The bookstarts by analyzing the history of the church as an emergent phenomenon, or what the authors describe as a “reverse hermeneutic.” Next, the authors describe the process by which social groups begin and how an understanding of this process should contribute to a “missiological understanding of how churches emerge out of and reflect their contexts.” (62) To help illustrate these important theories, they provide thought-provoking case studies from the majority world. Next, Duerksen and Dyrness describe how various theological practices have been contextualized in the emergent churches depicted in the case studies. The authors then consider markers that should characterize a transformative church and comes to the important conclusion that “our churches rarely, if ever, fully live up to the ideal to which these markers point” (173). The book concludes by discussing in hopeful terms what the authors envision the future of the church could be by describing the church’s role in the establishment of the Kingdom God.
Though well written, individuals unaccustomed to high levels of academic rigor may find this book a challenging read. Because of its theological depth, theologians and pastors will find this book compelling, but undoubtedly, Seeking Church will be most beneficial to missiologists and practitioners. Practically, missionaries will find the case studies fascinating, inspiring and, at times, controversial. Individuals who feel comfortable with extreme levels of contextualization in Christian worship, such as insider movements, will find themselves more aligned with the authors then readers concerned with insider movements deviating from the gospel or with the dangers of syncretism in mission contexts. One shortcoming of the book is that the logic continually builds on arguments or assumptions that many readers might not agree with completely. Moreover, many of the readers for whom this book is written will struggle with various aspects of the case studies or theory. One example is the description of how “the weapon used by Sri Krisna … [was] taken over and reinterpreted as a symbol of the gospel ‘to pierce even the most obstinate of human hearts’” (99).
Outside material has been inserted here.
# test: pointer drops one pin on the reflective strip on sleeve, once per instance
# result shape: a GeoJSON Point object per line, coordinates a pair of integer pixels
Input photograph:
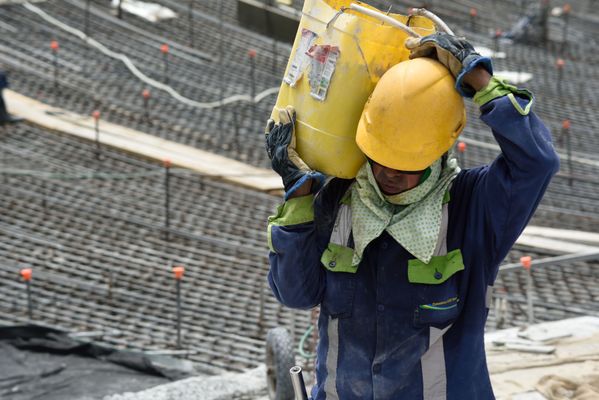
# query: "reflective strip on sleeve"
{"type": "Point", "coordinates": [489, 296]}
Perhaps the greatest strength of Seeking Church is its thoughtful interaction with crucial questions that the church and its leaders need to consider at this point in history. For example, they dedicate an entire chapter to considering markers of the transformative church by answering the question: “If the practices and forms of church are varied and contingent, what might we say are normative markers of the church, common across time and location, and how might these elucidate the quality of its transformative presence?” (150). Regardless of whether in agreement with the author’s conclusions or not, this book poses some crucial questions for the Church and presents thought-provoking new alternatives to traditional approaches. Seeking Church is an important contribution to Christian literature in that it highlights several case studies from around the world within an important theoretical conversation concerning the interaction between culture and church practice.